[MySQL] 1. 浅谈 MySQL 快速查询

2025-09-21 2038 words 10 minutes

Contents

[MySQL] 1. 浅谈 MySQL 快速查询

讲在开头

在最开始先举几个我们常用的在平时学习、业务上最常见的优化措施
1. 单位时间内更多的事情
  - 快排使用二分的思想，单次循环内对多个数组进行排序
2. 总量查更少的信息
  - KMP 算法对主串进行预处理，做到减少匹配次数。这就是逻辑的力量
  - 搜索树通过二分的思想，每次过滤剩余数据的一半来提高效率。这就是数据结构的力量
对于 MySQL 的快速查询，最为关键的核心就是查询数据量少，越少越快。整篇文章均围绕该句进行展开。

没有索引是否一定会慢？

定义插入数据函数

 1
 2
 3
 4
 5
 6
 7
 8
 9
10
11
12
13
14
15
16
17
18
19
20
21
22
23
24
25
26
27
DROP TABLE IF EXISTS user;
CREATE TABLE user
(
    id      bigint(20)                          NOT NULL COMMENT '用户id',
    biz_id  bigint(20)                          NOT NULL COMMENT '业务id',
    message text COMMENT '业务信息',
    created timestamp DEFAULT CURRENT_TIMESTAMP NOT NULL,
    updated timestamp DEFAULT CURRENT_TIMESTAMP NOT NULL ON UPDATE CURRENT_TIMESTAMP,
    PRIMARY KEY (id)
) ENGINE = InnoDB COMMENT '用户'
  CHARSET = utf8mb4;

DELIMITER
$$
CREATE PROCEDURE insertUserData(IN start_id int, IN end_id int, IN bizId int)
BEGIN
    DECLARE i int DEFAULT start_id;

    WHILE i <= end_id
        DO
            INSERT INTO user (id, biz_id, message) VALUES (i, bizId, SUBSTRING(MD5(RAND()), 1, 8));

            SET i = i + 1;
        END WHILE;
END
$$
DELIMITER ;

准备数据若干，bizId 为 1 的只有两条，第一条和最后一条数据

1
2
3
4
5
6
-- 插入第一条业务id1数据
CALL insertUserData(1, 1, 1);
-- 插入一百万万条其他数据
CALL insertUserData(2, 1000000, 2);
-- 插入第二条业务id1数据
CALL insertUserData(1000001, 1000001, 1);

其实看数据分布，我想大家已经知道我想表达的，即便不使用索引。我们这里也是有快速查询的场景。

查询 limit1

EXPLAIN SELECT * FROM user WHERE biz_id = 1 LIMIT 1;

id	select_type	table	partitions	type	possible_keys	key	key_len	ref	rows	filtered	Extra
1	SIMPLE	user	null	ALL	null	null	null	null	997030	10	Using where

1
2
SELECT * FROM user WHERE biz_id = 1 LIMIT 1;
[2023-08-27 10:53:43] 1 row retrieved starting from 1 in 97 ms (execution: 5 ms, fetching: 92 ms)

1
2
SELECT * FROM user WHERE biz_id = 1 LIMIT 2;
[2023-08-27 10:53:48] 2 rows retrieved starting from 1 in 1 s 199 ms (execution: 1 s 172 ms, fetching: 27 ms)

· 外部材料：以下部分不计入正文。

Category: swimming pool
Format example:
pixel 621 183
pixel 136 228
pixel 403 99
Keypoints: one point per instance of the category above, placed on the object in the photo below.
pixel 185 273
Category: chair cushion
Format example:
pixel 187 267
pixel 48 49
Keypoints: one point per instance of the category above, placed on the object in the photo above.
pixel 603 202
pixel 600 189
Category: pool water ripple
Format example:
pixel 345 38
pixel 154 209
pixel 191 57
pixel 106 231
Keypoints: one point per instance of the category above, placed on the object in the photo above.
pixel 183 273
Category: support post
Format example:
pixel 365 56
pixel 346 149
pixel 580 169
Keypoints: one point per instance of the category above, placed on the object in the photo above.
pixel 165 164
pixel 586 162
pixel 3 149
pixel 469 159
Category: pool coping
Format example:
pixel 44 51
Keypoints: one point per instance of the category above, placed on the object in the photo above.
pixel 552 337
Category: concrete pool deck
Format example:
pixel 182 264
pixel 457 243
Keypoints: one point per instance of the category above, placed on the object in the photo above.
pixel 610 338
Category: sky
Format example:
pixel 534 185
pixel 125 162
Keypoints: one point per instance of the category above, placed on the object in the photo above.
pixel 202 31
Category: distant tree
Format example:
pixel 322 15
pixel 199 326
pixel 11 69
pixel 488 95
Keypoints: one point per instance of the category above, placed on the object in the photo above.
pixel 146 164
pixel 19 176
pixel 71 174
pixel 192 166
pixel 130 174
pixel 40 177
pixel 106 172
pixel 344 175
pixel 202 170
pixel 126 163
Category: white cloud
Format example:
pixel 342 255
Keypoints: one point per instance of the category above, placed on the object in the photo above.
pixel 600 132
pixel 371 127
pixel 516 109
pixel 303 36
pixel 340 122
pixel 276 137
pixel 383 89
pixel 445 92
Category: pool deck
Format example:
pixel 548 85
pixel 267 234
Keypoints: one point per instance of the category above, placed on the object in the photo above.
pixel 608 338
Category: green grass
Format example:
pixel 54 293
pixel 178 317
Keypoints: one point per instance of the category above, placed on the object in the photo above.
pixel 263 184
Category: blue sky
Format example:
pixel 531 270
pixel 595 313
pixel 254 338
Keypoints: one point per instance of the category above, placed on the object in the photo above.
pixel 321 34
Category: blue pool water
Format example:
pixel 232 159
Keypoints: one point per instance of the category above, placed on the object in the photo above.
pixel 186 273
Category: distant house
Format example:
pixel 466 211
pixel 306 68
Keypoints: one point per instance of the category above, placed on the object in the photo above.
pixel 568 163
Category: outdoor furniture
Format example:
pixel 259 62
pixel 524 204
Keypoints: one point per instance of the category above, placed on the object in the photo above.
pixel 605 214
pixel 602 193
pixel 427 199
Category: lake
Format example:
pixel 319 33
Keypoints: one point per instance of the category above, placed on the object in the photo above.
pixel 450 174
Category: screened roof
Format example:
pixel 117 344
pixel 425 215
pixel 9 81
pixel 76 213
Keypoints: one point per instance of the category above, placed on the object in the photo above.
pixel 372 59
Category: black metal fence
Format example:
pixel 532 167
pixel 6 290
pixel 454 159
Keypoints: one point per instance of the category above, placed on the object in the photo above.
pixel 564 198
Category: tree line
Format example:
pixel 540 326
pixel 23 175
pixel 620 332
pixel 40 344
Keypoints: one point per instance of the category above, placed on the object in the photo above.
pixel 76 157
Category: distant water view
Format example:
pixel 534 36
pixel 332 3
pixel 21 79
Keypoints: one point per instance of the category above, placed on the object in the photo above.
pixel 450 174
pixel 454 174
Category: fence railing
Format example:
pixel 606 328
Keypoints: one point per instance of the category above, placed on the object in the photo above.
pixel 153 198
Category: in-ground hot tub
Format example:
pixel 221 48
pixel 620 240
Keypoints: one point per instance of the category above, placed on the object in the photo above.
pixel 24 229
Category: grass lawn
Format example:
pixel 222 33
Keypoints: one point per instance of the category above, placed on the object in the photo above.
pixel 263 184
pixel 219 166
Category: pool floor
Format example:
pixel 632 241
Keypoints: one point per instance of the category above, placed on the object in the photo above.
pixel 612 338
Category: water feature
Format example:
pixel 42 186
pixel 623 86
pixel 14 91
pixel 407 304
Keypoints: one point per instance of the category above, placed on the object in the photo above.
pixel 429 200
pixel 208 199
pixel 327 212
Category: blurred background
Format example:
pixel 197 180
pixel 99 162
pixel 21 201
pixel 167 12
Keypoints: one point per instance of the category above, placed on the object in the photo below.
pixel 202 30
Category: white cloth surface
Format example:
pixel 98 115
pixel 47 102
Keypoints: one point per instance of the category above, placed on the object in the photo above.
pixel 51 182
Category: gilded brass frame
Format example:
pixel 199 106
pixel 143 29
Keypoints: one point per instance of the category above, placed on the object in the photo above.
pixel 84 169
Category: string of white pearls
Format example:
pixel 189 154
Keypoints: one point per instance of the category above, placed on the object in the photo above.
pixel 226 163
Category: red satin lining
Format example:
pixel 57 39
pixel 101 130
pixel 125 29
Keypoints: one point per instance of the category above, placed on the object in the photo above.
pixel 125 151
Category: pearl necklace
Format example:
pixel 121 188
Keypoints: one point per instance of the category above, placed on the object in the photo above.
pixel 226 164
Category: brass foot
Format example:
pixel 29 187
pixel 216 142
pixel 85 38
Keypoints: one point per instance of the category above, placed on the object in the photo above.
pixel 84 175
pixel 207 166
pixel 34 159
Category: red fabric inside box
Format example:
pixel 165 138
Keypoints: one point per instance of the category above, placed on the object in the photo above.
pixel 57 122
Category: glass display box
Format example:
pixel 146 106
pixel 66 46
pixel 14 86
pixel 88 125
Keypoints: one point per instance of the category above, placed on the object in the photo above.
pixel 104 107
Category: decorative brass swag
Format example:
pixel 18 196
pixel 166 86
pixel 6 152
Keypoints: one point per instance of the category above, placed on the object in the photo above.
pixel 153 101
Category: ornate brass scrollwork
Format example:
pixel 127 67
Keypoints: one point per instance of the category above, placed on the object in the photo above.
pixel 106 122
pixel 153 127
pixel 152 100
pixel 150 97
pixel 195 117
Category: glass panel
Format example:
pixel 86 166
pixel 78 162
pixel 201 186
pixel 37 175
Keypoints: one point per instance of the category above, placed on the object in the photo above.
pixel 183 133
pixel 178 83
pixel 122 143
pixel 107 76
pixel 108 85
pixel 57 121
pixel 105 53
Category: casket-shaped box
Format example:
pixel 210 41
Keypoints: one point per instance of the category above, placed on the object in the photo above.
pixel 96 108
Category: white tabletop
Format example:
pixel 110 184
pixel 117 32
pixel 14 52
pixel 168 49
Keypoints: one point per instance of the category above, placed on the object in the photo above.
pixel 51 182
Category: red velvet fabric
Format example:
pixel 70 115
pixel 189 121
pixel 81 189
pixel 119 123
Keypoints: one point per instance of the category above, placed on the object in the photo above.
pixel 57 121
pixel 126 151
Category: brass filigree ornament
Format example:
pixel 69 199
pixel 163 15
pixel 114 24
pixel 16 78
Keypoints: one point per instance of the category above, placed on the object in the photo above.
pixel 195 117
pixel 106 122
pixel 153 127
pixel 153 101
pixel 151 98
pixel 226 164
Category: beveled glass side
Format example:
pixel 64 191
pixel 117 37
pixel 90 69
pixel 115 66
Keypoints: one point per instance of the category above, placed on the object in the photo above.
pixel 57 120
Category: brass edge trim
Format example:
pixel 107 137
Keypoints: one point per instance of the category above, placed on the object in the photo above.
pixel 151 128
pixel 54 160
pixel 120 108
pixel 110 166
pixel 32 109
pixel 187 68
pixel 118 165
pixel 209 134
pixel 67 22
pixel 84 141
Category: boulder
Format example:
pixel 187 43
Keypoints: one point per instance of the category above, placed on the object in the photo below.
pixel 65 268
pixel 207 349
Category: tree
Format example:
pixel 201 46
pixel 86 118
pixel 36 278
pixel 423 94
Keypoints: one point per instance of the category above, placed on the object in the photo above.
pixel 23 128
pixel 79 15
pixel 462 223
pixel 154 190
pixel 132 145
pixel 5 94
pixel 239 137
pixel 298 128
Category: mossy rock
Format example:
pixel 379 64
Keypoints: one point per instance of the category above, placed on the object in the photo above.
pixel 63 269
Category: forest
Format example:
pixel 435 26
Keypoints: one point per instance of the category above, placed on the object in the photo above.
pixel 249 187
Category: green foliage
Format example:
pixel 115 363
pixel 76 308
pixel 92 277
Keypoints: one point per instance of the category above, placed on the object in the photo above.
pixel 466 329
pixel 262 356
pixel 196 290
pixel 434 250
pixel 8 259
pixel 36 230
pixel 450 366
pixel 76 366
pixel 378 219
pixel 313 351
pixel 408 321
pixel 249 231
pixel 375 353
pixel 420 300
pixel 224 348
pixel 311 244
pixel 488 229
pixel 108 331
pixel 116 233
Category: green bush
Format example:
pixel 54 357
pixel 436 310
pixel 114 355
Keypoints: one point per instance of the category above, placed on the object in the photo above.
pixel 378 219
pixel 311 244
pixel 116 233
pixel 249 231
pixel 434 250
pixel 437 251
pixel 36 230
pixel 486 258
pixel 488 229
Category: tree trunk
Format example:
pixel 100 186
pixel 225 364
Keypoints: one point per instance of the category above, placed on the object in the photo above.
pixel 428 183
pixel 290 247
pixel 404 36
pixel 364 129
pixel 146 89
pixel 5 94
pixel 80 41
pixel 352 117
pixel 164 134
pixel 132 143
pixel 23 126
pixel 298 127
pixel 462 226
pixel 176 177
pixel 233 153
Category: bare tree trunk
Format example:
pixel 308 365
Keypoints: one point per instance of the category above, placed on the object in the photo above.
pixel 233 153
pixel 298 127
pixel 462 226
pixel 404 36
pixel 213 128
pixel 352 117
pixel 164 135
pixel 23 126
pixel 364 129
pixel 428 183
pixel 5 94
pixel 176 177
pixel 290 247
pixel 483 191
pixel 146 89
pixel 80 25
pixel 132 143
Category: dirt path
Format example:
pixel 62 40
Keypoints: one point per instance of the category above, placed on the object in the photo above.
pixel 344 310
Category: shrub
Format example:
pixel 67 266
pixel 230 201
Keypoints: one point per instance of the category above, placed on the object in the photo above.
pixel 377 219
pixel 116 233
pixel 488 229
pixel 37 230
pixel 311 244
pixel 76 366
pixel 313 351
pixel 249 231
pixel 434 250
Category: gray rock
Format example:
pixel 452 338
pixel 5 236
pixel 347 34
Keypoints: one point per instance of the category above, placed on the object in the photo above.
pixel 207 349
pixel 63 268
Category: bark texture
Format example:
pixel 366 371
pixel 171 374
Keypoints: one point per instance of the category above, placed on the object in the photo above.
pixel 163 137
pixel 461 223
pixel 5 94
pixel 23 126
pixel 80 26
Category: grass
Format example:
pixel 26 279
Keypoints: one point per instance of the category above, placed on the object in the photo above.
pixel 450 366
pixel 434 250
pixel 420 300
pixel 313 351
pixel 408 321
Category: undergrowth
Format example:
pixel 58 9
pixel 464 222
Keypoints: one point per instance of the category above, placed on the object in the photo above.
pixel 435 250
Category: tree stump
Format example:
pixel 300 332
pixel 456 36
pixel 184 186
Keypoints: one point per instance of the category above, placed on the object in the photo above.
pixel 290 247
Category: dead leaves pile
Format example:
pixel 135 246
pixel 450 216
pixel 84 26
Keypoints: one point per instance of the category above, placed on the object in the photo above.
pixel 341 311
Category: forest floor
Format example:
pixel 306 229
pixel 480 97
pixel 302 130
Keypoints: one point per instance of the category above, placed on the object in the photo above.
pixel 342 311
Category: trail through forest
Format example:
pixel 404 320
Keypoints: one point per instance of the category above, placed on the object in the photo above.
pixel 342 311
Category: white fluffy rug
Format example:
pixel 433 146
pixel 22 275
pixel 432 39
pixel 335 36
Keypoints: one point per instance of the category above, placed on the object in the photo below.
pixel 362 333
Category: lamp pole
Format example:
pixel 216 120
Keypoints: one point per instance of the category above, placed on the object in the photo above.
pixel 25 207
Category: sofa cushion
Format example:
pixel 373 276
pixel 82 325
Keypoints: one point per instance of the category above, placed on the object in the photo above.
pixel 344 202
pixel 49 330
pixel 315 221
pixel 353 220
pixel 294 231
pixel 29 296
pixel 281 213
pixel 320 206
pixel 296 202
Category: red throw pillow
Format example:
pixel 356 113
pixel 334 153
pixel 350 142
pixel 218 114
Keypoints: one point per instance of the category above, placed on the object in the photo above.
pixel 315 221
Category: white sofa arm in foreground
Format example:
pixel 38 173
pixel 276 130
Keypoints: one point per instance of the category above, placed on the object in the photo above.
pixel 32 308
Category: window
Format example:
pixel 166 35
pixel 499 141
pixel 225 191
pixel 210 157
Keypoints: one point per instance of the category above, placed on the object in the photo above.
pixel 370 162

EXPLAIN SELECT * FROM user WHERE biz_id = 1 LIMIT 2;

id	select_type	table	partitions	type	possible_keys	key	key_len	ref	rows	filtered	Extra
1	SIMPLE	user	null	ALL	null	null	null	null	997030	10	Using where

从实际出发，我们可以看到，limit1 和 limit2 的执行时间相差巨大。
这里先分享一个技巧，我们可以使用 chatgpt 来高效整理分析 explain。

1
2
3
4
(文心一言)
这个查询计划显示了一个对user表的完整扫描，没有使用索引，并且WHERE子句用于筛选结果。
如果表很大或者查询的性能低，这可能会导致性能问题。
优化可能需要考虑使用合适的索引来提高查询性能。

我们可以看到，limit1 和 limi2 中，执行计划是几乎完全一致的。这个可以肯定，两次虽然时间相差巨大，但是对于 MySQL 来说执行逻辑相同。那为什么会相差巨大呢？就需要我们来具体分析。
在 limit1 的场景中，基于全表扫描，在第一条数据立即返回。等于仅查询了一条数据。
在 limit2 的场景中，第二条数据在百万条之后，所以根据执行计划，必须要扫描到全表才可以完整找到数据。
综上，没有索引就一定慢么？不一定的，索引仅仅是减少了数据查询量，但数据量本就极少的情况。是不会更慢的。

索引

explain 里使用 where，根据 chatgpt 的回复，以及自己的分析。我们很自然地能想到索引来进行查询的优化。使用 B+树索引进行尝试。

B+树索引

https://www.cs.usfca.edu/~galles/visualization/Algorithms.html

1
CREATE INDEX idx_user_biz_id ON user (biz_id);

1
DROP INDEX idx_user_biz_id ON user;

EXPLAIN SELECT * FROM user WHERE biz_id = 1 LIMIT 1;

id	select_type	table	partitions	type	possible_keys	key	key_len	ref	rows	filtered	Extra
1	SIMPLE	user	null	ref	idx_user_biz_id	idx_user_biz_id	8	const	2	100	null

1
2
SELECT * FROM user WHERE biz_id = 1 LIMIT 1
[2023-08-27 21:09:37] 1 row retrieved starting from 1 in 48 ms (execution: 4 ms, fetching: 44 ms)

EXPLAIN SELECT * FROM user WHERE biz_id = 1 LIMIT 2;

id	select_type	table	partitions	type	possible_keys	key	key_len	ref	rows	filtered	Extra
1	SIMPLE	user	null	ref	idx_user_biz_id	idx_user_biz_id	8	const	2	100	null

1
2
SELECT * FROM user WHERE biz_id = 1 LIMIT 2
[2023-08-27 21:09:04] 2 rows retrieved starting from 1 in 48 ms (execution: 4 ms, fetching: 44 ms)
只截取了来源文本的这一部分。